From 2011 to 2012, 287 subjects were identified by International Classification of Diseases, Ninth Revision, code. The 147 subjects with a cranial vault fracture and available 3-dimensional computed tomography composed this study's subjects. The average age was 12.3 months. Seventy four (50.3%) had complex and 73 (49.7%) had simple fractures. Abuse was determined in 6 subjects (4.1%), and a determination could not be made for 5 subjects. Adding abused children from 2013 to 2014 yielded 15 abused subjects. Twelve of the abused children (80%) had complex fractures; more than the 66 (48.5%) of 136 accidentally injured children (P = 0.001; relative risk = 1.65 [1.21-2.24]). However, among children with a complex fracture, the positive predictive value for abuse was only 7%.
Complex skull fractures frequently occur from accidental injuries. This study suggests that the presence of complex skull fractures should not be used alone when making a determination of abuse.
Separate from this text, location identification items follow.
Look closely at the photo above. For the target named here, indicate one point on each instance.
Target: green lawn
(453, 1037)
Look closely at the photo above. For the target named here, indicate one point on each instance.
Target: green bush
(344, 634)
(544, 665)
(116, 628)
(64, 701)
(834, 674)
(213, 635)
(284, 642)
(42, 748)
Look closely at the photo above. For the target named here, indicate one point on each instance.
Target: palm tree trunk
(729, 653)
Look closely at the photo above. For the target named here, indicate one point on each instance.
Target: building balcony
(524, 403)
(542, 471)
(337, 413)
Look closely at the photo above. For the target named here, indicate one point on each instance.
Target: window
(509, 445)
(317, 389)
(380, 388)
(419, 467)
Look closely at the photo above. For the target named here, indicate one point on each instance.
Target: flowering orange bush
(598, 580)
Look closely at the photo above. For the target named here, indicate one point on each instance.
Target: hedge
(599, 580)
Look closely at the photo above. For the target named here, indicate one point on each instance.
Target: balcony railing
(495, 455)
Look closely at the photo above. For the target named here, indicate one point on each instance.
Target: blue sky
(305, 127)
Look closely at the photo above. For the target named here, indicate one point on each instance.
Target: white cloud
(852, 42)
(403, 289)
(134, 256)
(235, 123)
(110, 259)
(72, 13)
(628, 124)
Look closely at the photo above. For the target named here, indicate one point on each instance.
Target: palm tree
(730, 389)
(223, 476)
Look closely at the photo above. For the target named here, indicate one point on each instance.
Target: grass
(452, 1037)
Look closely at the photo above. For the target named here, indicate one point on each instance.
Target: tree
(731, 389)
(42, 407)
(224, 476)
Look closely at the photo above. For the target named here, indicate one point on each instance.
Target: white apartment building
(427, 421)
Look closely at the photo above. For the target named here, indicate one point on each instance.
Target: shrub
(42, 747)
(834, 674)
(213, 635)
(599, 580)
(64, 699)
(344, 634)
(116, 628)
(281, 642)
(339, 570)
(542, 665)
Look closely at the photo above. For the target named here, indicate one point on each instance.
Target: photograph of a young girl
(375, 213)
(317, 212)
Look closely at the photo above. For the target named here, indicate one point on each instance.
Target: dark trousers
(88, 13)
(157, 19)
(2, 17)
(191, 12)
本研究旨在确定复杂颅骨骨折是否比单纯颅骨骨折更能提示虐待儿童或严重外伤。
这是一项对诊断为颅骨骨折的儿童进行回顾性图表和影像学检查的研究。研究对象来自 2 家儿科三级护理中心。研究纳入了年龄小于 4 岁且接受过头颅 CT 三维成像检查的患儿。我们回顾了病历和影像学资料,记录颅骨骨折类型、虐待相关发现以及报告的损伤机制。复杂颅骨骨折定义为单个颅骨多处骨折、多个颅骨骨折、非直线形骨折或骨缝分离超过 3 毫米。最初评估时由儿童虐待医生团队确定损伤是意外还是虐待所致,同时进行确认。
2011 年至 2012 年,根据国际疾病分类,第九版代码,共确定了 287 名患儿。本研究共纳入了 147 名颅骨穹窿骨折且有三维 CT 检查结果的患儿。患儿的平均年龄为 12.3 个月。74 名(50.3%)患儿为复杂颅骨骨折,73 名(49.7%)患儿为单纯颅骨骨折。6 名(4.1%)患儿被确定为虐待,5 名患儿无法确定。将 2013 年至 2014 年的虐待患儿纳入后,共纳入 15 名虐待患儿。12 名(80%)虐待患儿为复杂颅骨骨折,多于 136 名(48.5%)意外受伤患儿(P=0.001;相对危险度=1.65[1.21-2.24])。然而,在有复杂颅骨骨折的患儿中,虐待的阳性预测值仅为 7%。
复杂颅骨骨折常由意外损伤引起。本研究表明,在判断是否为虐待所致时,不应仅依据是否存在复杂颅骨骨折。